To say the least, it criminalises farming instead of encouraging it. In a nation where government offers no incentives to farmers or potential ones, asking every person keeping any form of livestock to pay a licence or face criminal charges will push many out of farming; this is counterproductive.
The practicality of ensuring every farmer registers notwithstanding, the government seems to be keen on raising some revenue from smallholder farmers without offering any incentives.
Granted, the law excludes farmers who keep livestock for subsistence from getting licences. Well, the problem with this provision is that most smallholder farmers in Kenya keep animals for subsistence and sell the surplus produce - for some little income.
With such state of affair, the government will have to be at war with its citizens to isolate those who are not farming for subsistence from those farming commercially.
All said, registration itself is not a bad thing. In the developed economies, all farmers, traders and processors are registered and they do it at their own volition because they need to get incentives from government.

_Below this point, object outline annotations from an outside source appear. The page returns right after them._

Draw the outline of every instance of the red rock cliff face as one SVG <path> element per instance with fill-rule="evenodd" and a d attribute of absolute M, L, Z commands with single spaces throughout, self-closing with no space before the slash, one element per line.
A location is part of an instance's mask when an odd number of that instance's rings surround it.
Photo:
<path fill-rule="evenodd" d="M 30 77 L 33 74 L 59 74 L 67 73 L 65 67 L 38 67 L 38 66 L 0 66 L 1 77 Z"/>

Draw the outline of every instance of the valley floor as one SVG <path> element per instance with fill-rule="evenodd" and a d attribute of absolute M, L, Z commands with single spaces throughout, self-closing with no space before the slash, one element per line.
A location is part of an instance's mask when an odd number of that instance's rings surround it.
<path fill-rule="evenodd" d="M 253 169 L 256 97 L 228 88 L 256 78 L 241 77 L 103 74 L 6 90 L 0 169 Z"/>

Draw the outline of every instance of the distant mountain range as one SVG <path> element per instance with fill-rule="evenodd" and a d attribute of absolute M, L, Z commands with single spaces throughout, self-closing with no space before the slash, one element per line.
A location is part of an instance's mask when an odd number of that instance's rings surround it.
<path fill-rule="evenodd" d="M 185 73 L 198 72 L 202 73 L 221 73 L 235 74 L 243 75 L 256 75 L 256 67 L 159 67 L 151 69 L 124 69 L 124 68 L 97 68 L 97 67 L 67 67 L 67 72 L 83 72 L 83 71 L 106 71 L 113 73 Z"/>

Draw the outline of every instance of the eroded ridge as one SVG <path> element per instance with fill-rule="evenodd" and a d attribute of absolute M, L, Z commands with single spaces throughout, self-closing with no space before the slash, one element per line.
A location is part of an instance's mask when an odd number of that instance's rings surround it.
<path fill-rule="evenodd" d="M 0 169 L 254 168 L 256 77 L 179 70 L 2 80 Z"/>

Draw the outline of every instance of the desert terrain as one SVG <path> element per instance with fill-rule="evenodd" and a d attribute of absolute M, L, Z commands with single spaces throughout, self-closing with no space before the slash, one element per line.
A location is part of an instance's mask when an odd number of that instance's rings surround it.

In Kenya, however, the government seems to be keen on registering and traders for taxation purposes and not to serve them.
Rather than register individual farmers or traders, why can't the government ask farmers to join or form cooperatives and then work with the societies for ease of management of the sector.
The proposal to create Livestock and Livestock Products Marketing Board should be lauded because it is progressive.
One of the things the board will do is to facilitate marketing
of livestock and livestock products locally and abroad through provision of information intelligence on supply and demand.
The success of this board will, however, depend on how fruitful the registration will be for farmers to benefit from market information.
Another progressive proposal in the bill is the creation of the Kenya School of Animal Sciences to coordinate and streamline training of vet practice at certificate and diploma level.
Lastly, the laws recognise emerging livestock like quails, ostriches and guinea fowls, whose domestication is on the rise but the birds are still considered wild, thus, farmers have to get licences from Kenya Wildlife Service. Farmers expect the law to end this practice.